Deshalb setzen Sie sich dafür ein, die Kindererziehung zu reformieren.
Da anzufangen ist mein wichtigstes Anliegen. Wir brauchen dringend mehr Positivität in der Erziehung. Ohne uns dessen bewusst zu sein, behandeln wir unsere Kinder genau so, wie wir behandelt wurden, das ist ein totaler Automatismus. In dieser Hinsicht sind wir immer noch Kriegsgeneration.

Sie sind dabei, eine Kita zu gründen, deren Konzept auf den Erkenntnissen der Glückswissenschaft basiert. Was wird bei Ihnen anders laufen?
Wir brauchen glückliche Erzieher und das heißt, einen anderen Personalschlüssel. Wenn die Erzieher durch Überlastung gestresst sind, geben sie den Stress an die Kinder weiter. Wir fragen die Erzieher: Was habt Ihr für Träume und Leidenschaften, was möchtet Ihr einbringen? Man kann ja total viel verwirklichen.

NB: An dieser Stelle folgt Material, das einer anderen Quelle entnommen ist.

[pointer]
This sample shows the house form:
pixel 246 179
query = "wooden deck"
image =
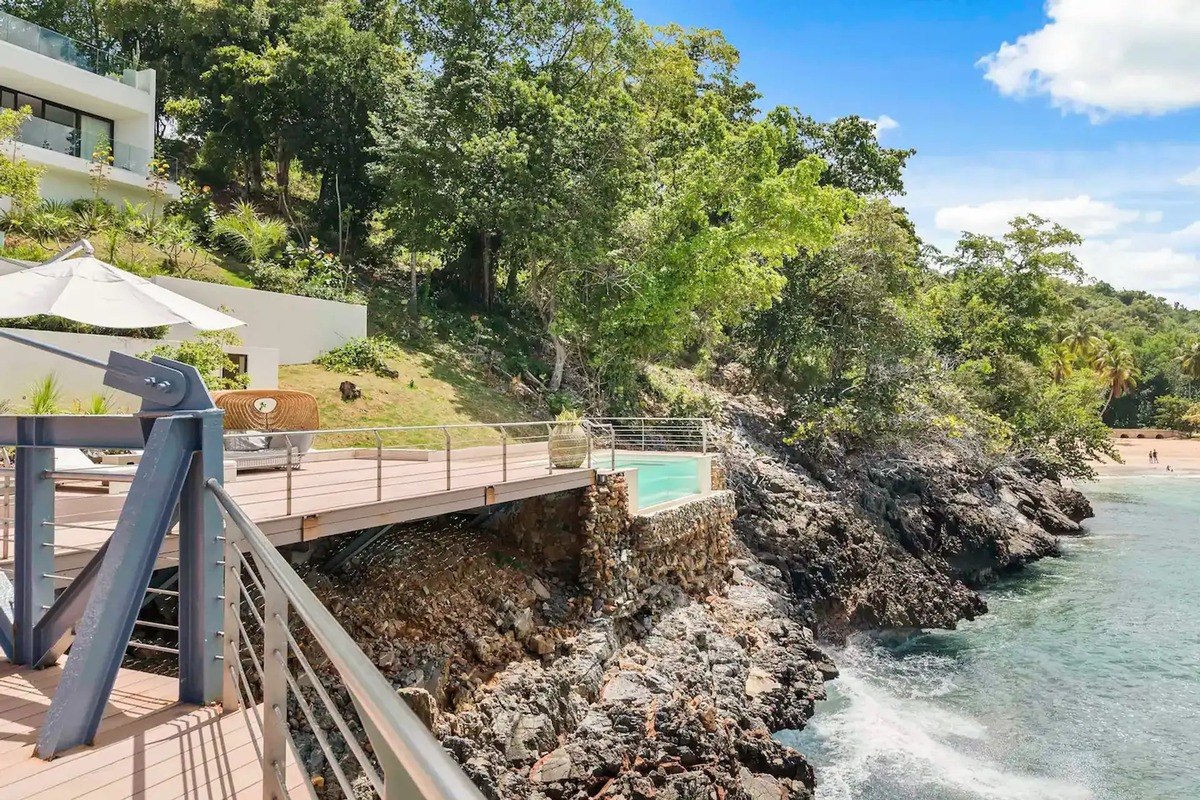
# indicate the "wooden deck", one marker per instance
pixel 330 497
pixel 149 746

Und gibt es für die Kinder ein bestimmtes Programm?
Der enge Kontakt zur Natur und das Anregen der Sinne sind wichtig. Kindgerechte Meditationen wie Traumreisen und die Ausrichtung auf positive Dinge, indem zum Beispiel am Ende des Tages alle im Kreis sitzen und erzählen, was heute schön für sie war.

Das heißt, es geht darum, den Kindern die Tools zum Glücklichsein zu vermitteln?
Genau. Dadurch dass sie in diesem Alter so viel aufsaugen, brauchen sie, wenn sie älter sind, nicht nach dem Glück suchen, sondern haben es als Ressource mitbekommen.

Und was können Eltern tun? Insbesondere wenn sie vielleicht gerade eher nicht so glücklich sind?
Sich wenigstens eine Stunde am Tag mit dem Kind wirklich intensiv beschäftigen. Mit ihm spielen, Pferdchen werden, auf dem das Kind reiten darf, so etwas. Sich ruhig auch mal zum Obst machen. Es ist so wichtig, die Kinder zum Lachen zu bringen!

Im Königreich Buthan gibt es einen Glücksminister, brauchen wir das in Deutschland auch?
Ich finde ja. Es wäre ein gutes Zeichen von der Politik den Menschen zu zeigen: Wir wollen, dass es Euch gut geht.

Warum ist es besser für eine Gesellschaft, wenn Menschen glücklicher sind?
Wenn Menschen glücklicher sind, sind sie hilfsbereiter, sie sind friedfertiger und versöhnlicher. Menschen, die glücklicher sind, sind gesünder und entspannter, sie können Krisen besser aushalten und sie gehen anders mit ihren Kindern um. Es ist wirklich wichtig, dass wir der nachfolgenden Generation mehr Glück mit auf den Weg geben.

Die Pädagogin Kerstin Helena Taubenheim gibt Vorträge und Seminare zum Thema Glück für Einzelpersonen und Unternehmen. Mit ihrer Firma Grün und Glücklich ist sie dabei, die Kita Sonnenglück zu gründen, deren Konzept auf den Erkenntnissen der Glückswissenschaft basiert.